Lei è l’immagine dell’uomo che viveva nel chiarore del giorno, ma quando la notte sopraggiunge deve creare una lucentezza per vivere normalmente.

Esempio:

A. L’astronauta, per poter vivere su un altro pianeta, deve riunire tutti gli elementi che partecipano alla vita (acqua, aria, cibo, peso….) sul suo pianeta.

B. Il bambino nato prematuramente viene messo in un’incubatrice dotata di tutte le condizioni normali di pressione e di temperatura esistenti nel ventre di sua madre per permettergli di svilupparsi normalmente.
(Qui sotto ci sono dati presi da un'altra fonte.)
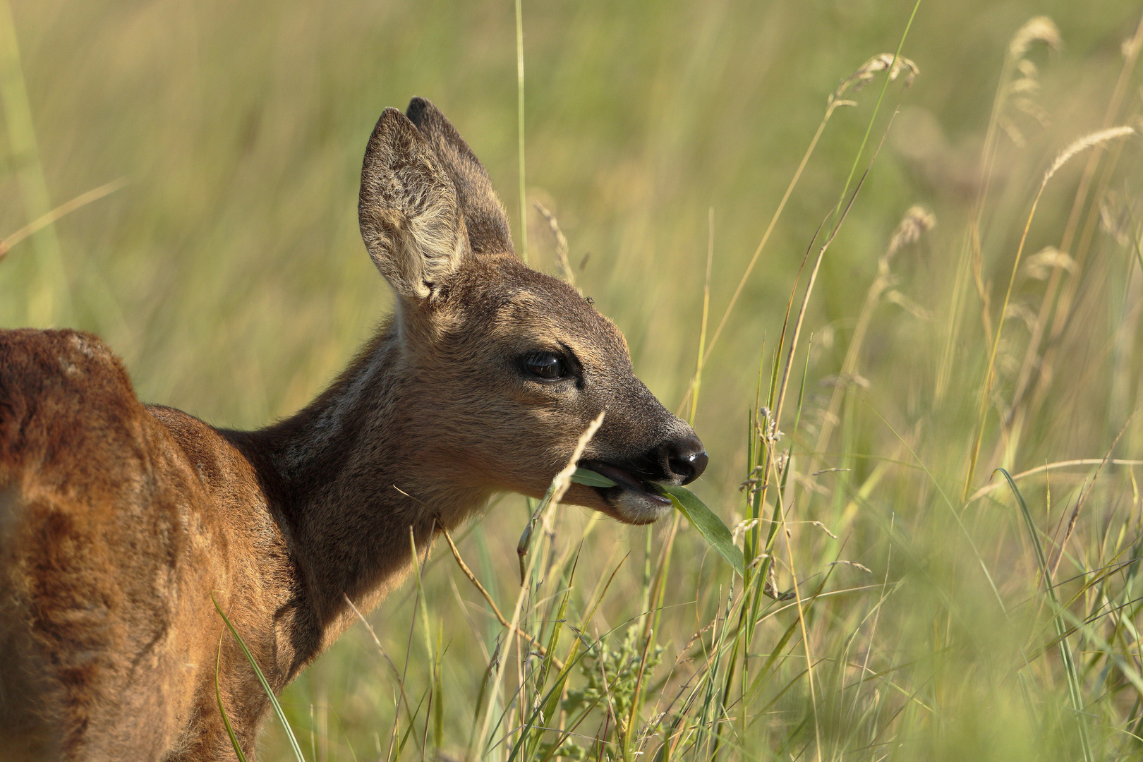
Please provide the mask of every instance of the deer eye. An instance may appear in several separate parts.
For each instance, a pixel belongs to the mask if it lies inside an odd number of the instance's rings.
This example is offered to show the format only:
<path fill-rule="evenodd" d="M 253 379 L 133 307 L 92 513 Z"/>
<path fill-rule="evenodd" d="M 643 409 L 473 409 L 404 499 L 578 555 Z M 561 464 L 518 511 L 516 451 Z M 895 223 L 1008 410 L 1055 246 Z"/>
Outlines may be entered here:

Un uomo che vive carnalmente è un cadavere che cammina, ed è paragonabile al lume che al suo interno ha la lampada che dovrebbe farlo brillare bruciata.
Una buona arachide nasce da un grano di qualità.
Come dice la massima: “ Ogni movimento è mosso da una forza molto più forte.
Quindi il corpo è animato da una forza più potente: l’anima.
Per questo motivo il corpo deve sempre obbedire ai comandamenti dell’anima che rappresenta le luci che si concretizzeranno nelle sue azioni.
In effetti il bambino deve sempre seguire i consigli dei genitori per uscirne vittorioso, la stessa cosa è per il discepolo nei riguardi della sua guida, il cavallo rispetto al cavaliere, la moglie nei riguardi del marito, la terra rispetto al cielo, lo schiavo di fronte al suo signore…..

Quale sarà il risultato dove sia il maestro che obbedisce al discepolo, il cavaliere al cavallo, il signore allo schiavo?
Così è anche per il corpo che dovrebbe ricevere gli ordini dall’anima per rendersi utile all’universo.
L’anima e il corpo sono due compagni di diversa natura, dove l’uno, anche se legato all’altro, non fa che ritardarlo nel suo tragitto, rappresentando un pesante fardello da trasportare, come ad esempio la situazione di un giovane molto attivo che si trova a doversi spostare con un grosso sacco di riso, quest’ultimo rappresenta un peso che rallenterà la sua andatura.
Come si sentirà nel momento in cui sarà alleggerito del peso?
Come sarà la velocità di spostamento?

Insegnamento dispensato dalla guida del “TEMPIO DEL SAPERE” Cheikh Baba Sy l’architetto della Mahrifa.